While Cory Doctorow and David Weinberger are lighting up the internet (cosmos 1, 2) with their principled pleas to Microsoft on the perils of DRM - a group of publishers are talking up trying to chisel away the first sale doctrine which allows you to resell the books you buy.

In a recent report, the NY Times' Bob Tedeschi provocatively asks "Is Amazon.com becoming the Napster of the book business?". It's a provocative question, but one that ignores the copyright and property laws that effect real property and printed matter. There is no Digital Millennium Copyright Act for bit based mediums like books but that doesn't stop the publishers from talking up the metaphor: "Used books are to consumer books as Napster was to the music industry," Lorraine Shanley, a publishing consultant and publisher of Publishing Trends says to Tedeschi. In what reads like a parody but sadly is not, Shanley continues: "The question becomes, 'How does the book industry address its used-book problem?' There aren't any easy answers, especially as no one is breaking any laws here."

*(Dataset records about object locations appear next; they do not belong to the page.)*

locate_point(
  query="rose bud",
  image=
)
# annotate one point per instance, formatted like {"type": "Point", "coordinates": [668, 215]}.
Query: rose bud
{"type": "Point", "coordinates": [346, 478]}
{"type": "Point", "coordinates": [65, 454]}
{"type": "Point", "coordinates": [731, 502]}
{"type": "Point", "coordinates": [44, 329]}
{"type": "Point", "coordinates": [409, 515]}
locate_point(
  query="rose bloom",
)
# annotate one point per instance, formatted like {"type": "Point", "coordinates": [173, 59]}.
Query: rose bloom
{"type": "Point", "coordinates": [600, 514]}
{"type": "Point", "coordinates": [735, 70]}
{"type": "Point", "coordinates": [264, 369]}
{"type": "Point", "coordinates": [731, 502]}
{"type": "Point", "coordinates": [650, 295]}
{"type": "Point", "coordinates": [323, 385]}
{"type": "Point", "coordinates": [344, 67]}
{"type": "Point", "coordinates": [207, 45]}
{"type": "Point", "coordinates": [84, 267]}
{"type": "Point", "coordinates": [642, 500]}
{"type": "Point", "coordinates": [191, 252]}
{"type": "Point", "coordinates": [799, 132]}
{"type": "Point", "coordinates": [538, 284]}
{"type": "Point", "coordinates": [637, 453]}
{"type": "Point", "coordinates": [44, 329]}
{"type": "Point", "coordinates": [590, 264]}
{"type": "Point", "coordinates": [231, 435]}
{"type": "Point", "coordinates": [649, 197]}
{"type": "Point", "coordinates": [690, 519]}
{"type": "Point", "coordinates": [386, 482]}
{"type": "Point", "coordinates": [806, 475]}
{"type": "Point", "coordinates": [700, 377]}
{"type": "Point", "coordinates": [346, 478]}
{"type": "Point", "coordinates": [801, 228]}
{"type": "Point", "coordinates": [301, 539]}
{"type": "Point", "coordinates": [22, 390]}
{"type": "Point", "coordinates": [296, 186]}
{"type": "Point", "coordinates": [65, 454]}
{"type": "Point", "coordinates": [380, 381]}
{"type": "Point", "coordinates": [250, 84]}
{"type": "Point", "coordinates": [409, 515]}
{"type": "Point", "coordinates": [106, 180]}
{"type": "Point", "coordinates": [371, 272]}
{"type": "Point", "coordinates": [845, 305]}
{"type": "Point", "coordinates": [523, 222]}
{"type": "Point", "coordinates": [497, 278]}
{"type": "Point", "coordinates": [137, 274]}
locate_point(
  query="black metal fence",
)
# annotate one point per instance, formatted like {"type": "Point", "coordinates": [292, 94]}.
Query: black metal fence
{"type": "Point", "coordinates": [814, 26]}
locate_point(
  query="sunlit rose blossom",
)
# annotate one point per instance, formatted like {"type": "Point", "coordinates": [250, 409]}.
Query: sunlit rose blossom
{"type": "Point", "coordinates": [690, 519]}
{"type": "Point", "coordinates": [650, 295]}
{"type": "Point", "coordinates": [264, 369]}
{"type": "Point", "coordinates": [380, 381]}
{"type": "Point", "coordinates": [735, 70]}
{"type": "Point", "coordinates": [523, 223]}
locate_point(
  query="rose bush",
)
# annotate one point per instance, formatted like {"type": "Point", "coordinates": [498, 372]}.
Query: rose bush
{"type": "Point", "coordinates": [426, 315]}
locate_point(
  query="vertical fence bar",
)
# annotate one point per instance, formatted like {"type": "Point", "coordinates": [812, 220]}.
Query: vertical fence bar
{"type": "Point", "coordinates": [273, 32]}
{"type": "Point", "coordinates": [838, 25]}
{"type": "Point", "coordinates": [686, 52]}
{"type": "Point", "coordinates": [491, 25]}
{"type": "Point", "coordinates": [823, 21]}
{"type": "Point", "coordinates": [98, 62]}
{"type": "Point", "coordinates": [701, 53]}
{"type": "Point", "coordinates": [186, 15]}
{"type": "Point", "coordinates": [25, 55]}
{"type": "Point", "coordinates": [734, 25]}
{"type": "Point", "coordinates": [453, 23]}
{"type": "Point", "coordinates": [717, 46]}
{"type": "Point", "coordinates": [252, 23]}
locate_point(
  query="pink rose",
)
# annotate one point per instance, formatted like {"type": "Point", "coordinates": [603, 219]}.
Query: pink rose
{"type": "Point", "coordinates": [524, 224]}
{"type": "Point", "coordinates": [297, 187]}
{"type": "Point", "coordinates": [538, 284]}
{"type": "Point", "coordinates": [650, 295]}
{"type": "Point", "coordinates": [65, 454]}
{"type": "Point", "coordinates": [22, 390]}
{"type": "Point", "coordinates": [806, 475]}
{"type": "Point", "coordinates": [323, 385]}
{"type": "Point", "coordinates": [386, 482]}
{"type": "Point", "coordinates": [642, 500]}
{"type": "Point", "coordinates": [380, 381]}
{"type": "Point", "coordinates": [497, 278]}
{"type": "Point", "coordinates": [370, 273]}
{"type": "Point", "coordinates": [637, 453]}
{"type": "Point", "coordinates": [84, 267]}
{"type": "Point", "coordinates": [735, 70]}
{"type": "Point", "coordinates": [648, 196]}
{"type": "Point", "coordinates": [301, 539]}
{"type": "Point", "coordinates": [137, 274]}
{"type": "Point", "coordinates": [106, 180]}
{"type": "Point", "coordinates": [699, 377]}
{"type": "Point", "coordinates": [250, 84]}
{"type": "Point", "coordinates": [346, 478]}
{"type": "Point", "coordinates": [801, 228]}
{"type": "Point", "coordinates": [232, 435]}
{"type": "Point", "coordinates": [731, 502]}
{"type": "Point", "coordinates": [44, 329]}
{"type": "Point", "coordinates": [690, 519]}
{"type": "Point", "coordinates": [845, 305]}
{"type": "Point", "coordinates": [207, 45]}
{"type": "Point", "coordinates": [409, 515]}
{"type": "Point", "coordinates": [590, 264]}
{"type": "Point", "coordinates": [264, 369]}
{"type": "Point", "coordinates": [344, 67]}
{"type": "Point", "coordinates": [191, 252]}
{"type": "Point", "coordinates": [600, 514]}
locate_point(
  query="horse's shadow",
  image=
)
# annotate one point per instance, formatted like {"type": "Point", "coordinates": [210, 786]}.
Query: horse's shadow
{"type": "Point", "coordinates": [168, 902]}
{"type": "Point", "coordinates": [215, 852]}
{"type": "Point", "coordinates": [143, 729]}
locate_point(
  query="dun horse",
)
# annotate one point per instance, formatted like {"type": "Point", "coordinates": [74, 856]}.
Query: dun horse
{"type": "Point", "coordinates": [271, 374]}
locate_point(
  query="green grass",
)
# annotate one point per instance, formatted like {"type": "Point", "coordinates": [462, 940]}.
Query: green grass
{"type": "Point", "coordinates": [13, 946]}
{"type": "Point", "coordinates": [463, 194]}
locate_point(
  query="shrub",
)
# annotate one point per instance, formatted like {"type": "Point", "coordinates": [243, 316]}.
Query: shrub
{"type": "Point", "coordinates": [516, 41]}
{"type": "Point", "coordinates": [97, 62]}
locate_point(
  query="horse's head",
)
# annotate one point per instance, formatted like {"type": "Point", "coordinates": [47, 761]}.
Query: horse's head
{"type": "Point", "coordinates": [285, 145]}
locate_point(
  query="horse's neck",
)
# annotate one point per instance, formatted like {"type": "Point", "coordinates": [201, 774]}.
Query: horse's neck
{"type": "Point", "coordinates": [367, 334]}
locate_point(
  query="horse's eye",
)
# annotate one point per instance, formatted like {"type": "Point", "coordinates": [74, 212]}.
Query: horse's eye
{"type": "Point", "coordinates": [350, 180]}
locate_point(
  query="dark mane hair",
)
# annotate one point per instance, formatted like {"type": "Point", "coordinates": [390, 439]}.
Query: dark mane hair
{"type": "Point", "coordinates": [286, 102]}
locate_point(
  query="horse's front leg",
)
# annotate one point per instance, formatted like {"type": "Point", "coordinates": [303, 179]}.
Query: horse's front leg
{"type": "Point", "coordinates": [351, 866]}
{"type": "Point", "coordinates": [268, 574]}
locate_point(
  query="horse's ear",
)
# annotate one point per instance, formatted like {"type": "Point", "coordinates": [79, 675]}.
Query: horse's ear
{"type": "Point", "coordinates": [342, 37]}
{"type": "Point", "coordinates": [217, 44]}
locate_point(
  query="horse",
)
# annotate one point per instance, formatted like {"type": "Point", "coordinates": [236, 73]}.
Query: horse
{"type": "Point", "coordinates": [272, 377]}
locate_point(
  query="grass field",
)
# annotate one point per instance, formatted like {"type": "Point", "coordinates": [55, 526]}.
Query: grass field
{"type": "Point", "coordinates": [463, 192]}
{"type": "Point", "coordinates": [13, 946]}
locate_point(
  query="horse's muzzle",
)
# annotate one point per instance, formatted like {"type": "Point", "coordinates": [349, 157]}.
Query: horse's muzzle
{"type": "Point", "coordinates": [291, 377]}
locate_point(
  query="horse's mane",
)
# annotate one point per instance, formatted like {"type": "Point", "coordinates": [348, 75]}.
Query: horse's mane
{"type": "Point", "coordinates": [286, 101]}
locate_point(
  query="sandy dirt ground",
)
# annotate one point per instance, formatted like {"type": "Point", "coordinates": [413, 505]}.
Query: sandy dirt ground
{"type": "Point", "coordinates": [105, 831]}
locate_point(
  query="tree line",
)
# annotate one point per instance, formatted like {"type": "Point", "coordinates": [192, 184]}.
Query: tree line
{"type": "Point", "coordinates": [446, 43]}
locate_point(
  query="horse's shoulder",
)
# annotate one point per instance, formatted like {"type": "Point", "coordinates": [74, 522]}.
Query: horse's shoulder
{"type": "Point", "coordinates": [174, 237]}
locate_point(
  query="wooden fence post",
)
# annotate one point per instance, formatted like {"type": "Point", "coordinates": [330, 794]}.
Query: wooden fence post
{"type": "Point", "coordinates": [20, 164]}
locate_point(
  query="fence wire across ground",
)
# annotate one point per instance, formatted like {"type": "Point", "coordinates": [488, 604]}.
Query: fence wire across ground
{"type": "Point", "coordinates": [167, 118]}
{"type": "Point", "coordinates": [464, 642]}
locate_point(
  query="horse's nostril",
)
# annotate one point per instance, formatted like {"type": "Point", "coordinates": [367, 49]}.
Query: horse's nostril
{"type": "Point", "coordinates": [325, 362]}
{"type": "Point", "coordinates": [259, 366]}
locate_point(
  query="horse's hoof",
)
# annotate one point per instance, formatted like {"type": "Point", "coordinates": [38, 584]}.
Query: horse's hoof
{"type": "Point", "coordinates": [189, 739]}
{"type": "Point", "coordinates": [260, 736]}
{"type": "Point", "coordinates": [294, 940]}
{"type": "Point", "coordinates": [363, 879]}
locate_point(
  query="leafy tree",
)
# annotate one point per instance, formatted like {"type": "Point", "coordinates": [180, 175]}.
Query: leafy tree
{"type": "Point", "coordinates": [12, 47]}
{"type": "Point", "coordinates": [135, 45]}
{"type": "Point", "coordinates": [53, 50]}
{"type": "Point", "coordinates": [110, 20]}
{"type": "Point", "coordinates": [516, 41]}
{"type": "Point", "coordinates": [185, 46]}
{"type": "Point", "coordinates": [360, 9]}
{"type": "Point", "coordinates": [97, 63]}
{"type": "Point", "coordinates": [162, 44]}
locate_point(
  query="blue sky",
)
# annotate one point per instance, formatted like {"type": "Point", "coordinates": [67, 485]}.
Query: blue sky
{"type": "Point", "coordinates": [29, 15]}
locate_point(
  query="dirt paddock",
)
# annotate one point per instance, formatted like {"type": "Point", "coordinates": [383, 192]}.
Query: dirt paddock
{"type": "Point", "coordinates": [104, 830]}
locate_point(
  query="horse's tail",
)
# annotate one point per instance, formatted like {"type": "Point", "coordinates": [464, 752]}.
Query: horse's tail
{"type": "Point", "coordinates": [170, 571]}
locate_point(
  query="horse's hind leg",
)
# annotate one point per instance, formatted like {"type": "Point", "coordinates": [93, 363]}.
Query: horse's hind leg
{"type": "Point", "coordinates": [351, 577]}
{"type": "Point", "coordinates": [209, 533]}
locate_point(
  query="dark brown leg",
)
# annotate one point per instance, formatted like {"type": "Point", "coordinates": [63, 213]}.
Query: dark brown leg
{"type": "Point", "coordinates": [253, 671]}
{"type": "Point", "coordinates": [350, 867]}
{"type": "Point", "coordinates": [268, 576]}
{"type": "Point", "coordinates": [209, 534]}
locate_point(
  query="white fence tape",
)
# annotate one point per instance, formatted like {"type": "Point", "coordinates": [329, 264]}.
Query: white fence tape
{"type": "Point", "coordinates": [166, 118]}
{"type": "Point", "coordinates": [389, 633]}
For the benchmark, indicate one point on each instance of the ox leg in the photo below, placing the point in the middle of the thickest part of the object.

Egads. Perfectly legal sales of used books, this is a problem indeed. The obvious implication is, we need new laws to address the "used-book problem" because, as it turns out, in these United States you can actually own movable property, like books, even though you didn't author or publish the ideas contained within the covers. Paying for it is sufficient to gain the right to sell it. In the pre Digital Millenium era, once you own something, you are generally free to sell it but we can solve this problem of owning and selling books by following the inspied work of the RIAA. If we sufficiently reduce the property rights that people have in their books, they'll no longer be able to sell them (and thereby it follows, they'll buy fewer of them, as they will own "less" than they did before). Perfect - the relatively flat market for book publishing will crater like the music publishing market. Can you imagine the DRM required to keep you from selling property you own and can move about at will? Perhaps there is some RFID meets LoJack opportunity these publishing mavens have invested in as a solution.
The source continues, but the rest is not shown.